MONITORING A COMPREHENSIVE TEST BAN TREATY
by Professor E.S. Husebye, University, Bergen (Norway)

The issue of a Comprehensive Test Ban Treaty (CTBT) has been on the U.N. political agenda for almost 40 years. As this is being written, it is an active topic: the Conference on Disarmament (CD) is working to draft such a Treaty which will then be made available for any nation that wishes to sign. Negotiation of a CTBT was explicitly stated as a goal when the Non-Proliferation Treaty was recently renewed indefinitely. In the technical field, the Group of Scientific Experts (GSE), convened by the CD, is conducting its third Technical Test, known as GSETT-3. The intention of GSETT-3 is to produce a prototype system for seismological monitoring that, among other goals, can serve as a practical example for the negotiating community of what is technically feasible. Also, the CD has established special working groups on the non-seismic techniques of hydroacoustic, radionuclide, and infrasound monitoring, and on on-site inspection methods, as part of the process of drafting a CTBT.

In this book (NATO ASI SERIES E303), the main focus is on the scientific and technical aspects of seismic monitoring of underground nuclear tests. This particular topic was chosen because it is one of the main technical challenges of monitoring. However, we have also included political issues and non-seismic techniques. The overview section includes contributions about political background and developments, and technical reviews of the latest practice in testing and non-seismic monitoring methods, including on-site inspection. It must be born in mind that current testing practice is to contain tests underground, and any compliance system must contain provisions for monitoring such events; hence, the focus on seismic monitoring in this book.
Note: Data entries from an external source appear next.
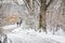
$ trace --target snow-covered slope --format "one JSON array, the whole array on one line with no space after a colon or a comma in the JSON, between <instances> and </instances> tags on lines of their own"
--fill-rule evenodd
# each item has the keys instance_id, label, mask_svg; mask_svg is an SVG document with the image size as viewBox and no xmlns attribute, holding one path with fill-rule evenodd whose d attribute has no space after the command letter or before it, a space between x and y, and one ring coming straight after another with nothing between
<instances>
[{"instance_id":1,"label":"snow-covered slope","mask_svg":"<svg viewBox=\"0 0 65 43\"><path fill-rule=\"evenodd\" d=\"M14 25L15 26L15 25ZM8 28L8 26L5 26ZM12 26L10 26L12 28ZM65 37L47 33L41 31L35 31L34 29L22 29L22 27L16 27L6 33L8 43L65 43Z\"/></svg>"}]
</instances>

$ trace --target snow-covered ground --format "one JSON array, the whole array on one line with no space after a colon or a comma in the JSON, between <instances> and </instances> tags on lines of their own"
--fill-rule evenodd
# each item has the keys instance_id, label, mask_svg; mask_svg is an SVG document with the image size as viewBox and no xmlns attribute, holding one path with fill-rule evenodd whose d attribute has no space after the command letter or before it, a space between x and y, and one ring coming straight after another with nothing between
<instances>
[{"instance_id":1,"label":"snow-covered ground","mask_svg":"<svg viewBox=\"0 0 65 43\"><path fill-rule=\"evenodd\" d=\"M3 29L11 43L65 43L65 35L62 34L62 30L58 30L55 34L50 31L46 34L43 31L23 29L23 27L16 25L4 26ZM8 43L10 43L10 40L8 40Z\"/></svg>"}]
</instances>

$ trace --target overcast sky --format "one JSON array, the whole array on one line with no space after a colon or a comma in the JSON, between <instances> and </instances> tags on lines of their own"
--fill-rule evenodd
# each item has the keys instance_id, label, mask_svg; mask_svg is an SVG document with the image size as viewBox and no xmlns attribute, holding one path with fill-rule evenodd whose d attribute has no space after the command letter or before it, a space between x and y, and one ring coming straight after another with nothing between
<instances>
[{"instance_id":1,"label":"overcast sky","mask_svg":"<svg viewBox=\"0 0 65 43\"><path fill-rule=\"evenodd\" d=\"M17 0L20 4L24 4L24 1L23 0ZM4 0L3 3L10 3L10 2L13 2L12 0ZM0 1L1 3L1 1Z\"/></svg>"}]
</instances>

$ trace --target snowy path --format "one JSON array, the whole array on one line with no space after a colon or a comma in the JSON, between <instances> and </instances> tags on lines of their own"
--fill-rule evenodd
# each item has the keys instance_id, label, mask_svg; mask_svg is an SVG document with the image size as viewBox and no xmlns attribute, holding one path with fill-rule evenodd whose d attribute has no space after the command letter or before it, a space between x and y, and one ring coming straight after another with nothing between
<instances>
[{"instance_id":1,"label":"snowy path","mask_svg":"<svg viewBox=\"0 0 65 43\"><path fill-rule=\"evenodd\" d=\"M65 43L65 37L63 35L46 34L44 32L38 32L34 29L22 29L22 27L6 34L13 43Z\"/></svg>"}]
</instances>

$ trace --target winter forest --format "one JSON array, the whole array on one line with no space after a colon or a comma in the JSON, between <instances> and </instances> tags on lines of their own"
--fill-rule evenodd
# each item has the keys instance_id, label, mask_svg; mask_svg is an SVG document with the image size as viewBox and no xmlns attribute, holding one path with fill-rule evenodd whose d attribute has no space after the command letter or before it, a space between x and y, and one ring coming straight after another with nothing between
<instances>
[{"instance_id":1,"label":"winter forest","mask_svg":"<svg viewBox=\"0 0 65 43\"><path fill-rule=\"evenodd\" d=\"M0 0L0 43L65 43L65 0Z\"/></svg>"}]
</instances>

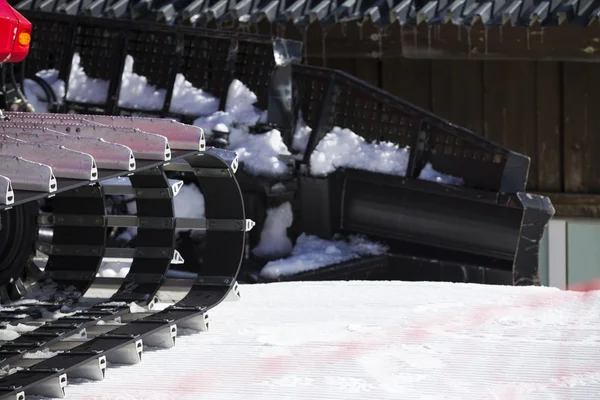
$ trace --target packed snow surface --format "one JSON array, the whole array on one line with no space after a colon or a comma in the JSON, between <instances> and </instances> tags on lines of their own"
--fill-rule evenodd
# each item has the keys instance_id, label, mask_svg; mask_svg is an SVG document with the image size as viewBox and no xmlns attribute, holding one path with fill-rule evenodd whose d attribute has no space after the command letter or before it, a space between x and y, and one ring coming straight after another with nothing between
<instances>
[{"instance_id":1,"label":"packed snow surface","mask_svg":"<svg viewBox=\"0 0 600 400\"><path fill-rule=\"evenodd\" d=\"M210 331L75 383L80 400L592 400L600 294L417 282L241 286Z\"/></svg>"},{"instance_id":2,"label":"packed snow surface","mask_svg":"<svg viewBox=\"0 0 600 400\"><path fill-rule=\"evenodd\" d=\"M271 261L260 271L267 279L311 271L326 265L364 256L381 255L387 248L362 236L351 235L347 240L324 240L314 235L301 234L287 258Z\"/></svg>"}]
</instances>

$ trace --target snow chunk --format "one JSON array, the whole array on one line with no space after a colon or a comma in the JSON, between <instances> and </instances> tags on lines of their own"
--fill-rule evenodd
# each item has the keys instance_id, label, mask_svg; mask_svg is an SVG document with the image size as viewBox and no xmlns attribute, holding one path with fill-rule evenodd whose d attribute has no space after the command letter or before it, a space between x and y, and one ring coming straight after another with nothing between
<instances>
[{"instance_id":1,"label":"snow chunk","mask_svg":"<svg viewBox=\"0 0 600 400\"><path fill-rule=\"evenodd\" d=\"M45 358L52 358L59 353L61 353L61 352L54 352L54 351L50 351L49 349L45 349L45 350L34 351L31 353L26 353L23 355L23 358L39 360L39 359L45 359Z\"/></svg>"},{"instance_id":2,"label":"snow chunk","mask_svg":"<svg viewBox=\"0 0 600 400\"><path fill-rule=\"evenodd\" d=\"M343 167L405 176L409 155L408 147L400 148L391 142L368 143L365 138L349 129L335 127L325 135L312 153L310 170L314 176L328 175ZM419 179L455 186L464 185L462 178L438 172L433 169L431 163L425 165Z\"/></svg>"},{"instance_id":3,"label":"snow chunk","mask_svg":"<svg viewBox=\"0 0 600 400\"><path fill-rule=\"evenodd\" d=\"M131 312L132 314L146 312L146 311L148 311L148 310L146 310L144 307L140 306L137 303L131 303L129 305L129 312Z\"/></svg>"},{"instance_id":4,"label":"snow chunk","mask_svg":"<svg viewBox=\"0 0 600 400\"><path fill-rule=\"evenodd\" d=\"M129 232L130 234L130 232ZM123 234L121 234L123 235ZM100 264L96 277L100 278L125 278L131 269L131 262L103 261Z\"/></svg>"},{"instance_id":5,"label":"snow chunk","mask_svg":"<svg viewBox=\"0 0 600 400\"><path fill-rule=\"evenodd\" d=\"M133 72L133 57L125 57L125 68L121 78L119 92L119 107L135 108L138 110L160 110L165 102L167 91L157 89L148 83L148 78Z\"/></svg>"},{"instance_id":6,"label":"snow chunk","mask_svg":"<svg viewBox=\"0 0 600 400\"><path fill-rule=\"evenodd\" d=\"M229 132L227 149L238 154L240 163L248 173L280 176L286 173L288 168L278 156L291 153L278 130L250 134L249 127L261 118L261 113L254 106L256 101L256 94L234 79L227 91L225 111L197 118L194 125L201 127L207 136L212 136L213 130Z\"/></svg>"},{"instance_id":7,"label":"snow chunk","mask_svg":"<svg viewBox=\"0 0 600 400\"><path fill-rule=\"evenodd\" d=\"M104 104L108 97L108 87L110 82L104 79L88 77L83 70L83 67L79 65L80 61L81 57L79 53L73 54L67 100L82 103Z\"/></svg>"},{"instance_id":8,"label":"snow chunk","mask_svg":"<svg viewBox=\"0 0 600 400\"><path fill-rule=\"evenodd\" d=\"M186 115L210 115L219 110L219 99L195 88L182 74L175 77L170 112Z\"/></svg>"},{"instance_id":9,"label":"snow chunk","mask_svg":"<svg viewBox=\"0 0 600 400\"><path fill-rule=\"evenodd\" d=\"M197 118L194 125L204 129L207 136L212 135L213 128L218 124L229 128L243 127L247 133L247 127L255 125L260 119L260 112L254 107L257 99L246 85L234 79L227 90L225 111L217 111L207 117Z\"/></svg>"},{"instance_id":10,"label":"snow chunk","mask_svg":"<svg viewBox=\"0 0 600 400\"><path fill-rule=\"evenodd\" d=\"M227 90L225 111L235 116L235 122L242 125L254 125L260 118L260 113L254 107L258 97L246 85L234 79Z\"/></svg>"},{"instance_id":11,"label":"snow chunk","mask_svg":"<svg viewBox=\"0 0 600 400\"><path fill-rule=\"evenodd\" d=\"M352 235L347 240L324 240L314 235L301 234L288 258L267 263L260 272L263 278L315 270L344 261L385 254L387 246L371 242L362 236Z\"/></svg>"},{"instance_id":12,"label":"snow chunk","mask_svg":"<svg viewBox=\"0 0 600 400\"><path fill-rule=\"evenodd\" d=\"M58 70L41 70L36 75L48 82L56 94L58 102L62 104L65 97L65 81L58 79ZM25 89L25 97L27 97L33 108L35 108L35 111L48 112L48 98L40 85L31 79L25 79L23 81L23 88Z\"/></svg>"},{"instance_id":13,"label":"snow chunk","mask_svg":"<svg viewBox=\"0 0 600 400\"><path fill-rule=\"evenodd\" d=\"M335 127L311 154L310 170L315 176L342 167L404 176L408 157L406 147L391 142L368 143L350 129Z\"/></svg>"},{"instance_id":14,"label":"snow chunk","mask_svg":"<svg viewBox=\"0 0 600 400\"><path fill-rule=\"evenodd\" d=\"M306 125L306 122L304 122L304 119L302 118L302 111L300 111L296 123L296 132L294 132L294 138L292 140L292 150L304 153L306 146L308 146L308 139L310 139L311 133L312 128Z\"/></svg>"},{"instance_id":15,"label":"snow chunk","mask_svg":"<svg viewBox=\"0 0 600 400\"><path fill-rule=\"evenodd\" d=\"M287 229L294 222L292 205L289 202L267 210L265 225L260 232L260 241L252 252L258 257L280 258L292 251L293 245Z\"/></svg>"},{"instance_id":16,"label":"snow chunk","mask_svg":"<svg viewBox=\"0 0 600 400\"><path fill-rule=\"evenodd\" d=\"M37 329L35 325L25 325L25 324L17 324L17 325L4 325L4 329L0 329L0 340L15 340L22 333L31 332Z\"/></svg>"},{"instance_id":17,"label":"snow chunk","mask_svg":"<svg viewBox=\"0 0 600 400\"><path fill-rule=\"evenodd\" d=\"M445 184L454 185L454 186L463 186L465 184L465 182L463 181L462 178L455 177L452 175L442 174L441 172L436 171L431 166L431 163L425 164L425 167L419 174L419 179L423 179L426 181L438 182L438 183L445 183Z\"/></svg>"},{"instance_id":18,"label":"snow chunk","mask_svg":"<svg viewBox=\"0 0 600 400\"><path fill-rule=\"evenodd\" d=\"M278 156L291 153L283 143L281 132L276 129L262 134L248 134L241 129L233 129L228 147L238 154L244 170L252 175L274 177L288 171L287 164Z\"/></svg>"}]
</instances>

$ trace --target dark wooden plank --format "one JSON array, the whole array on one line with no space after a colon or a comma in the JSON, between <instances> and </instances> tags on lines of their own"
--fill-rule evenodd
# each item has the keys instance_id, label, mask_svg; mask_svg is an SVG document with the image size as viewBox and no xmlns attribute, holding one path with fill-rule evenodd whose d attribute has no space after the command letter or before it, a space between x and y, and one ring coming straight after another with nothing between
<instances>
[{"instance_id":1,"label":"dark wooden plank","mask_svg":"<svg viewBox=\"0 0 600 400\"><path fill-rule=\"evenodd\" d=\"M562 188L560 63L536 62L538 190Z\"/></svg>"},{"instance_id":2,"label":"dark wooden plank","mask_svg":"<svg viewBox=\"0 0 600 400\"><path fill-rule=\"evenodd\" d=\"M431 61L390 58L381 61L382 88L431 110Z\"/></svg>"},{"instance_id":3,"label":"dark wooden plank","mask_svg":"<svg viewBox=\"0 0 600 400\"><path fill-rule=\"evenodd\" d=\"M600 24L582 29L577 24L541 27L502 24L457 26L420 24L402 28L402 54L427 59L479 60L600 60ZM392 42L383 43L382 53L393 51Z\"/></svg>"},{"instance_id":4,"label":"dark wooden plank","mask_svg":"<svg viewBox=\"0 0 600 400\"><path fill-rule=\"evenodd\" d=\"M563 65L564 188L600 193L600 71L596 64Z\"/></svg>"},{"instance_id":5,"label":"dark wooden plank","mask_svg":"<svg viewBox=\"0 0 600 400\"><path fill-rule=\"evenodd\" d=\"M332 58L326 60L326 66L327 68L339 69L340 71L356 76L356 61L354 58Z\"/></svg>"},{"instance_id":6,"label":"dark wooden plank","mask_svg":"<svg viewBox=\"0 0 600 400\"><path fill-rule=\"evenodd\" d=\"M375 58L356 59L356 77L379 87L380 62Z\"/></svg>"},{"instance_id":7,"label":"dark wooden plank","mask_svg":"<svg viewBox=\"0 0 600 400\"><path fill-rule=\"evenodd\" d=\"M537 189L535 64L485 61L483 65L485 135L531 158L527 188Z\"/></svg>"},{"instance_id":8,"label":"dark wooden plank","mask_svg":"<svg viewBox=\"0 0 600 400\"><path fill-rule=\"evenodd\" d=\"M478 134L483 132L481 62L431 62L432 111Z\"/></svg>"}]
</instances>

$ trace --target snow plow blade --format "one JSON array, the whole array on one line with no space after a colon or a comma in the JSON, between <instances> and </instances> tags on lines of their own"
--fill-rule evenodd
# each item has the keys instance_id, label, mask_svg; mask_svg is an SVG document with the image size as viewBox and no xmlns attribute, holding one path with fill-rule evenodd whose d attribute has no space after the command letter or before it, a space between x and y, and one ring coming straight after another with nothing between
<instances>
[{"instance_id":1,"label":"snow plow blade","mask_svg":"<svg viewBox=\"0 0 600 400\"><path fill-rule=\"evenodd\" d=\"M343 72L294 68L313 129L299 179L301 231L386 242L388 278L539 284L539 241L554 208L526 193L528 157ZM326 152L319 144L333 140L336 126L405 148L405 168L368 171L350 162L315 172Z\"/></svg>"},{"instance_id":2,"label":"snow plow blade","mask_svg":"<svg viewBox=\"0 0 600 400\"><path fill-rule=\"evenodd\" d=\"M227 111L228 88L233 80L247 83L257 97L253 106L267 111L266 122L251 126L252 133L277 129L285 146L292 149L301 122L312 129L302 149L279 156L278 163L287 168L283 177L257 176L241 161L237 178L248 216L257 223L248 237L249 246L255 247L260 241L268 210L290 203L294 223L290 232L282 234L291 233L294 242L303 233L327 240L338 234L363 235L385 244L388 251L374 257L361 255L360 262L344 260L310 272L263 275L260 279L307 279L314 275L327 279L368 276L539 284L539 241L554 209L546 197L526 192L530 164L526 155L342 72L301 65L297 42L142 21L37 11L25 15L33 21L34 33L35 29L67 32L52 43L50 36L38 36L25 64L25 76L32 78L44 69L57 70L57 78L66 85L58 111L78 114L42 114L41 122L37 116L14 116L13 125L0 134L20 138L23 135L17 135L17 129L24 126L32 130L30 124L37 123L35 134L102 137L131 147L126 140L135 141L137 132L144 131L159 138L146 147L131 148L136 160L148 157L166 161L169 149L165 143L181 149L195 149L196 144L182 142L169 133L166 122L154 123L153 118L191 122L218 117L219 112ZM98 41L90 41L90 36L98 37ZM145 46L137 46L140 41ZM173 46L162 46L165 42ZM103 52L112 47L122 51ZM128 64L131 60L135 68ZM70 78L82 68L88 78L105 84L106 96L84 101L78 97L77 88L69 87ZM156 89L154 93L164 92L160 104L132 106L131 99L119 89L125 85L127 68L133 68L133 72L128 70L129 76L135 73L147 78ZM181 76L216 99L212 109L196 114L178 109L175 82ZM151 118L114 117L133 113ZM137 122L132 125L131 121ZM108 137L115 128L123 134ZM227 135L219 137L212 129L205 132L207 145L228 148ZM344 151L335 147L335 140L344 139L343 132L336 139L336 129L349 129L361 138L352 139L349 145L357 147L356 152L349 152L355 160L343 160ZM365 165L369 157L359 162L361 154L367 154L361 150L367 145L373 145L367 151L371 152L369 161L388 161L375 168ZM328 148L333 151L328 152ZM331 168L323 172L324 165ZM282 191L272 190L280 184ZM191 243L184 258L191 258L187 254L194 254L193 246ZM178 249L183 254L183 246ZM268 264L273 260L250 251L244 261L249 268L270 269ZM362 272L354 274L357 271Z\"/></svg>"}]
</instances>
Also, a CTBT is intended to be multilateral and worldwide rather than bilateral or trilateral, thus any monitoring system must cover the globe and all environments: underground, underwater, atmosphere and space. Second, and technically much more important, all tests of any size would be banned under a CTBT, including small events. To monitor small underground events, it is necessary to record seismograms at relatively short ranges of 100-2000 km from the event, known in seismology as the regional distance range. This is a major change from current operational procedure in monitoring which is based on monitoring at distances beyond 2000 km, the teleseismic distance range.

The structure of this book is designed to cover the problems listed above. Following the initial overview section on Principal Political and Technical Test Ban Issues, a section on Monitoring Technologies gives a summary of all the methods being considered for monitoring a CTBT. Following this, the section "Explosion and Earthquake Source Modelling" examines underground nuclear tests and other disturbances as seismic sources. This examination includes the problem of decoupling (i.e., decoupling the explosion from the solid earth by detonating it in a cavity), which is probably the most credible way in which monitoring might be defeated. Following this, the problem of monitoring such seismic sources is discussed in some detail, with sections on Seismic Networks, including detection and location of seismic events; Signal Processing and Seismic Wave Propagation, covering analysis methods specific to the seismic arrays used in regional monitoring and propagation of seismic waves at regional distances; and Seismic Source Discrimination Technologies, especially at regional distances. These topics cover three of the four classical steps of monitoring, namely, detection, location, and discrimination; signal analysis and wave propagation are included as the scientific basis for accomplishing this. A review paper on existing methods of yield estimation is included in the section on source modelling, but this topic has not been treated at greater length because in a CTBT, all tests of any size will be proscribed.